Ha resultado perturbador oír y leer sulfurosos ataques y llana discriminación en torno al edificio de una mezquita a dos calles del sitio de los atentados terroristas del 11 de septiembre de 2001. Así que resultó sorprendente que la Comisión de Conservación de Hitos de la Ciudad de Nueva York votara este martes, con 9 a favor y 0 en contra, a favor de reafirmar uno de los principios básicos de la democracia: la tolerancia religiosa.
En vez de ceder a las voces iracundas, muchas, pero no todas, de políticos republicanos que se promueven a sí mismos, los comisionados han pavimentado el camino para la construcción de la mezquita y centro islámico. No sólo fue la acción correcta a seguir, sino fue lo único que se podía hacer.
Los atentados del 11 de septiembre no fueron un suceso religioso. Fueron un asesinato masivo. La respuesta estadounidense, como han dicho el presidente Barack Obama y el presidente George W. Bush antes de él muchas veces, no fue una guerra en contra del islam.
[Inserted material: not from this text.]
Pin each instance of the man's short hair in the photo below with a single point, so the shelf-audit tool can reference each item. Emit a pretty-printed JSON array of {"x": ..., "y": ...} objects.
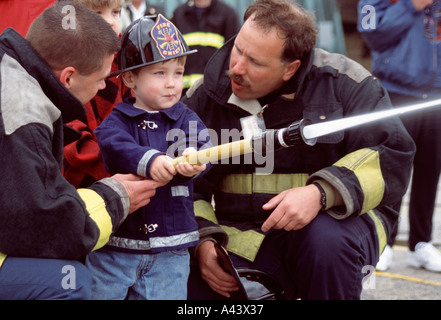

No fue sorpresivo que ideólogos republicanos como Newt Gingrich y Sarah Palin salieran en contra de la mezquita. Un candidato en Carolina del Norte ha encontrado que esa es una buena manera de captar atención y, sí, atizar el prejuicio en contra de musulmanes. Nosotros esperamos este tipo de conducta de este tipo de republicanos. Han estado jugando desvergonzadamente a la política del miedo desde el 11 de septiembre.
Algunas de las familias de las víctimas de los atentados, quienes merecen nuestro respeto y compasión, se muestran intranquilas con respecto a la mezquita. Sin embargo, sería una injusticia mayor a la memoria de sus seres amados ceder al temor mismo que los terroristas deseaban crear y, por tanto, abandonar los principios de libertad y tolerancia.
Sencillamente no había excusa para la conducta de la Liga Antidifamación, que ansiosamente se sumó a los opositores de la mezquita. “No se debería construir a la sombra del World Trade Center”, dijo el grupo, porque eso causaría más dolor a algunas víctimas”.
Fue perturbador presenciar la racionalización de intolerancia empleada por una organización que ha estado combatiendo la discriminación de todo tipo, particularmente durante algunos de los peores días del Ku Klux Klan.
El alcalde Michael Bloomberg estuvo muy atinado en un discurso en Isla de los Gobernadores, dentro del campo visual de la Estatua de la Libertad. Dijo que la mezquita propuesta era una prueba de separación tan importante entre iglesia y Estado como cualquiera que pudiéramos ver en toda nuestra vida, y es de importancia crucial que la aprobemos.
Los planes para el centro de 100 millones de dólares deberían alentar a quienes quieren que musulmanes y no musulmanes en Estados Unidos encuentren terreno en común. Bloomberg notó en su discurso que en EU y en la ciudad más libre del mundo”, los propietarios del edificio tienen el derecho a usar su propiedad como una casa de veneración. “El Gobierno no tiene derecho alguno a negar ese derecho”, dijo. Nosotros coincidimos con su evaluación en el sentido que las demandas legales que estén siendo amenazadas en contra de la mezquita deberían ser descartadas con facilidad.
El consejo local de la comunidad también ya le dio su aprobación al centro musulmán.
Lo anterior no ha impedido que Rick Lazio, candidato republicano para gobernador, convierta la histórica votación de la comisión en una desagradable oportunidad publicitaria para su campaña. “Esto no es sobre religión”, dijo. Es sobre esta mezquita en particular”.
Lazio está equivocado. Nos da curiosidad saber dónde en la Constitución encuentra el poder para que el Gobierno le niegue a cualquiera el derecho a construir una mezquita, iglesia, sinagoga o cualquier otra casa de culto en particular.